After a couple glasses of wine, the group of several at the party agreed to go out to karaoke at a tacky disreputable bar. If I were to tell you details about this bar, you would accuse me of inventing them, so let’s pretend it was called Gone Fishin’!. The interior of Gone Fishin’! (the exclamation point is part of the name) was decked out in bait and tackle-related geegaws, including a talking wall-mounted trout and various doctored photographs of white men in obtrusive vests with giant walleyes, and all the specialty drinks had names like Wonderbread Standard and Worm on a Hook, and they were supposed to be cute references to picking people up, but they weren’t. I’m setting a scene here (albeit a fake one), and what I want to convey is that the bar was maybe going for hipster in a slightly-more-authentic-than-TGIFriday’s way but nothing about it worked. So people just went there to sing pop songs to each other.
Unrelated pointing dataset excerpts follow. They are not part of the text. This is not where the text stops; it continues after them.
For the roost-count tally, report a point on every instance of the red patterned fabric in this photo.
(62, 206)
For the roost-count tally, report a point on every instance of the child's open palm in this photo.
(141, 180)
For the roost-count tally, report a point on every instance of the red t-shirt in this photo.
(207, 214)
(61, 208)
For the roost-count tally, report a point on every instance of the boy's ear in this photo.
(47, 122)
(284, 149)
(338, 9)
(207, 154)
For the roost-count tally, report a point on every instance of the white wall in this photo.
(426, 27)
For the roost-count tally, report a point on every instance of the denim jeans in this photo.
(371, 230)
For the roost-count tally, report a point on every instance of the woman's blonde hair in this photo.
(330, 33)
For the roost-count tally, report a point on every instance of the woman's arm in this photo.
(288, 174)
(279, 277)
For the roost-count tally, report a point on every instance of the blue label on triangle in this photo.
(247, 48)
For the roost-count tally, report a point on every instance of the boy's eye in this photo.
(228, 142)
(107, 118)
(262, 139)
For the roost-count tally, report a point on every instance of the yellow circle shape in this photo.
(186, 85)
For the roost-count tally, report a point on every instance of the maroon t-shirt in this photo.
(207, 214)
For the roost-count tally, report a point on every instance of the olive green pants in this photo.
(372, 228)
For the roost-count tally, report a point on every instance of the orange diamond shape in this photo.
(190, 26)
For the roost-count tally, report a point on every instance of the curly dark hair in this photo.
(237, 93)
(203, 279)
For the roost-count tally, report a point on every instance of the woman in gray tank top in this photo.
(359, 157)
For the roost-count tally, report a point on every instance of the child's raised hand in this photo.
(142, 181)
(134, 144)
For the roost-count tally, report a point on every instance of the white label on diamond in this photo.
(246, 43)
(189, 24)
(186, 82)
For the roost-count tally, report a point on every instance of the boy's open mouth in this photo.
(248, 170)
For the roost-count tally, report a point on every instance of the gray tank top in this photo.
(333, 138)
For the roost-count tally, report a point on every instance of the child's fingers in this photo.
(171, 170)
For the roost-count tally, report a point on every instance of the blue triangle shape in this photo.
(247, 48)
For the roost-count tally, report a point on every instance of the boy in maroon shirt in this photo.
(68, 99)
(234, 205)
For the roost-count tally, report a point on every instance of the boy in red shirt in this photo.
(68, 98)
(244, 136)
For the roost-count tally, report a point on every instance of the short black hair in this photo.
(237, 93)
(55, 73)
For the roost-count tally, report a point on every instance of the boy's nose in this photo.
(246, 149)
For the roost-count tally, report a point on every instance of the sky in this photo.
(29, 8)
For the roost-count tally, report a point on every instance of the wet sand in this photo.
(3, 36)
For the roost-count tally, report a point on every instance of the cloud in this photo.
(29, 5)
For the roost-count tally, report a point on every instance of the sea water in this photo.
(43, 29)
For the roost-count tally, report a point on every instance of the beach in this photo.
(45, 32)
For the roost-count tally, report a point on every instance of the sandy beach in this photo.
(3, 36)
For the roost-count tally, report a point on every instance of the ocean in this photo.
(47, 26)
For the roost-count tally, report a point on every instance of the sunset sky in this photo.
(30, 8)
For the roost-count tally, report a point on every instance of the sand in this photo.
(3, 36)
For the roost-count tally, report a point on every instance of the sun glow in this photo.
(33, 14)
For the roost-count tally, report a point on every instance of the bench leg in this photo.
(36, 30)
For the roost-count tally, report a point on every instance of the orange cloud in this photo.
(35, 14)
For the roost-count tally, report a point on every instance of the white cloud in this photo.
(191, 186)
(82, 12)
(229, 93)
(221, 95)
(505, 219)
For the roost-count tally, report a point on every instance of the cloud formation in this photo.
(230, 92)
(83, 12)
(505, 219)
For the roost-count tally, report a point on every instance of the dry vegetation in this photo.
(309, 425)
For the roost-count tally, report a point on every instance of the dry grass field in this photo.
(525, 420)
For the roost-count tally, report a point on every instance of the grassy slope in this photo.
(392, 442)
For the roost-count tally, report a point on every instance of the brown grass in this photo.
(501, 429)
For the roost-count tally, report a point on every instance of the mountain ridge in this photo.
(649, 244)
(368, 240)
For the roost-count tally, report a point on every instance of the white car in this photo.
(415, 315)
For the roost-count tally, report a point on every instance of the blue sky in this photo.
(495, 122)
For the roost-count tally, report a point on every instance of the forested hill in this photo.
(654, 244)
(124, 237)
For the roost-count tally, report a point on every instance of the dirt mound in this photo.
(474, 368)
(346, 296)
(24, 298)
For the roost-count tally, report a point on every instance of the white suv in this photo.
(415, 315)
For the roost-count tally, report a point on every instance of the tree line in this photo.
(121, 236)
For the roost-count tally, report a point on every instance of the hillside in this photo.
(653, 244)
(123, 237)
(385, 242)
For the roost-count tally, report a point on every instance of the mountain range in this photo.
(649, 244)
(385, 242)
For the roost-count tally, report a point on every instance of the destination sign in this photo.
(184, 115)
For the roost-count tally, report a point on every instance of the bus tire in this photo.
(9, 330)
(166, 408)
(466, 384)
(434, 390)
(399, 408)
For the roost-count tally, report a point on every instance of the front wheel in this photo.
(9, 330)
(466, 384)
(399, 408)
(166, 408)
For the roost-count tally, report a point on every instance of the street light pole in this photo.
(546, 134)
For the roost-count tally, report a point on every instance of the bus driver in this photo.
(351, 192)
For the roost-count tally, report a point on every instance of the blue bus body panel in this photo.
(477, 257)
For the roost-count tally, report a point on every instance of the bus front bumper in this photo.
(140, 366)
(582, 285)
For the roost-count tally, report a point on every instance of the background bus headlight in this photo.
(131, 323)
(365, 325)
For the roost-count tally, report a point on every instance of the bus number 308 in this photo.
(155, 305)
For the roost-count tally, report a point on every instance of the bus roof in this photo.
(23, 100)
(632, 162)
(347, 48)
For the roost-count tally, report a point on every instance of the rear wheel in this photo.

And order cheap drinks. Zelda and her friends and Frank had a few. Frank had never done karaoke before, so he may have had more cocktails than he usually does. Songs were sung, more drinks were consumed. New friends! Rounds were purchased. More songs. One of Zelda’s friends had driven them all there and wasn’t drinking. When someone at the bar sent her and Zelda a couple drinks, the teetotaler passed her gift along to Frank.
Karaoke became aggressive and weird. It was that kind of place, Gone Fishin’!. Stages were stormed, maybe a wall-mounted trout was given a solo, the house got a round, that sort of thing. Some of the new friends began drifting away, other new ones replaced them. Two suspicious dudes, on their way out of the bar, jerked a thumb toward Zelda and Frank and made a snide comment about “Roofie and Friend.”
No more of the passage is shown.